A polícia técnica foi chamada para
analisar o acidente fortuito e sua provável causa.
Examinando o trapézio cuja corda rompeu,
observaram que não estava cortada, mas rota por algum motivo. Foi enviada ao
laboratório de análise técnica da polícia, que facilmente constatou a presença de
algum produto sobre o pedaço que rompeu, mais tarde identificado como acido
muriático.
Houvera sabotagem, um crime, um
assassinato preparado por alguém que devia detestar o trapezista. Precisavam
identificar o culpado e o motivo.
Marcelo
sentia-se garantido, pois não tinha qualquer contato com o trapezista. O que
ele queria agora era tentar nova aproximação com Tigrana, que já amava Ruy e ambos,
haviam feito planos para viverem juntos.
A polícia convocou técnicos, detetives,
investigadores para solucionarem o caso.
Os primeiros a serem chamados para
entrevista foram os responsáveis pela guarda, conservação e revisão do material
utilizado no espetáculo. Havia suspeitos.

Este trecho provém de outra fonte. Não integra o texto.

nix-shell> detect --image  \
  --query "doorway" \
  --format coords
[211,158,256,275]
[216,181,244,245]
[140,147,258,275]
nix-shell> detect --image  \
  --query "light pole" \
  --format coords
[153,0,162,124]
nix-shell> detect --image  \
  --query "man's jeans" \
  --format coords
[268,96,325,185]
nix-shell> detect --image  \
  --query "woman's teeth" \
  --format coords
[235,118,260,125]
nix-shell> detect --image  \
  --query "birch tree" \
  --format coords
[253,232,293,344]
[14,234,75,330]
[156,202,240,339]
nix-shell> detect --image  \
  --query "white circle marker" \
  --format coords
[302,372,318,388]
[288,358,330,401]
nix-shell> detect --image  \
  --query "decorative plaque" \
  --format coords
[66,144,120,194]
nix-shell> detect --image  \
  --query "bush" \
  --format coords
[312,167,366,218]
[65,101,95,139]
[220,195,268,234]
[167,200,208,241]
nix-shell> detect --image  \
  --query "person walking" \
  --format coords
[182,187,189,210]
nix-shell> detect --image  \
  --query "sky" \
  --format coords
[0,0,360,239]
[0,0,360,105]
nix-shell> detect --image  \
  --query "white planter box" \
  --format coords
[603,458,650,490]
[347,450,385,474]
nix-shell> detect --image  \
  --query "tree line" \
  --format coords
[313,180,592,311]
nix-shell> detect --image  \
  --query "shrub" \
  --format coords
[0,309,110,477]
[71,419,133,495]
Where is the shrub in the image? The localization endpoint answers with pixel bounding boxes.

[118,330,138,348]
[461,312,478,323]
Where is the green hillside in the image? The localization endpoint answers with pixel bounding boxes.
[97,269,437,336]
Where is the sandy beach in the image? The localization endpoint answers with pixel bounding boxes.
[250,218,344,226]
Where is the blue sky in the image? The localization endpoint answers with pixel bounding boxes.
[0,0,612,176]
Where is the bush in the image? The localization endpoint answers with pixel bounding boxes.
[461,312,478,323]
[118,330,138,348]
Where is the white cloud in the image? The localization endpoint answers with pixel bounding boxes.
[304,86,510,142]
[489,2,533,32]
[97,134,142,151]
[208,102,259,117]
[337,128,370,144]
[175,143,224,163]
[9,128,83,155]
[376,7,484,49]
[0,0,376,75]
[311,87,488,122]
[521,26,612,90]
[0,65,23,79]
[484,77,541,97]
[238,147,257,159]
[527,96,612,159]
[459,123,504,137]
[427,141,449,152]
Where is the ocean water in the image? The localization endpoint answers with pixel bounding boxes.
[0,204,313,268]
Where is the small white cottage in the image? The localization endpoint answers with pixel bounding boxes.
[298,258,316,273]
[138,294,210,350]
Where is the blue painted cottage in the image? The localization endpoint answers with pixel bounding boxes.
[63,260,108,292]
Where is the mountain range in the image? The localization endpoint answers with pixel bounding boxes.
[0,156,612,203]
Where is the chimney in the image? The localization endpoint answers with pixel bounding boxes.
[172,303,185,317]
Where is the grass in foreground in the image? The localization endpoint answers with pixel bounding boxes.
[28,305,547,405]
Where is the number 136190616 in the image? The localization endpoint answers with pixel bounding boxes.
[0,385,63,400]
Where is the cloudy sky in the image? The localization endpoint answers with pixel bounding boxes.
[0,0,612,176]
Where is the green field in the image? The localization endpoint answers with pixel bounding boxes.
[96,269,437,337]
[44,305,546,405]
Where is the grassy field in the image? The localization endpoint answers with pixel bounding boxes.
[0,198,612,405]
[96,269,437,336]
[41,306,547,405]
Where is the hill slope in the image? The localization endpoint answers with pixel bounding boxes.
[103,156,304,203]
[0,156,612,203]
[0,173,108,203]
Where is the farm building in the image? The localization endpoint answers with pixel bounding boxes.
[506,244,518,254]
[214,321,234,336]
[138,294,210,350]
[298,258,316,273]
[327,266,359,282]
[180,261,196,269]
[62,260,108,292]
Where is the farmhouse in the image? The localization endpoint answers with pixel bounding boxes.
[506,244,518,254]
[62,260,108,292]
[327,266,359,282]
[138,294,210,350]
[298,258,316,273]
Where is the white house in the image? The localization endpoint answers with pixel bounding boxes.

Ao mesmo tempo, o investigador pediu que
revirassem os quartos e o lixo coletado nos dois últimos dias, à procura de um indício
do ácido detectado.
Como
achar uma agulha no palheiro! No lixo, alguém encontrou um pequeno vidro
destapado onde, em um rótulo sujo podia-se ler acido muriático, e em letras bem
apagadas o nome da farmácia que o preparara.
Foram
até a farmácia, onde um dos empregados logo disse que um jovem havia comprado o
ácido dois dias atrás, dizendo que era para limpar umas moedas antigas.
O delegado chamou todos os funcionários
do circo para declarações e colocou-os em grupo de cinco em uma sala para serem
identificados pelo empregado da farmácia, através de um espelho unidirecional.
Logo Marcelo foi identificado. O empregado jurava ter certeza.
No dia seguinte, logo pela manhã, entraram
nos aposentos de Marcelo e o levaram preso. A princípio negou tudo, mas com as
provas oferecidas a confissão logo veio, mostrando tratar-se de um criminoso
frio, calculista, fora de si, devorado por um ciúme doentio.
Que erro crasso cometeu Pipoca!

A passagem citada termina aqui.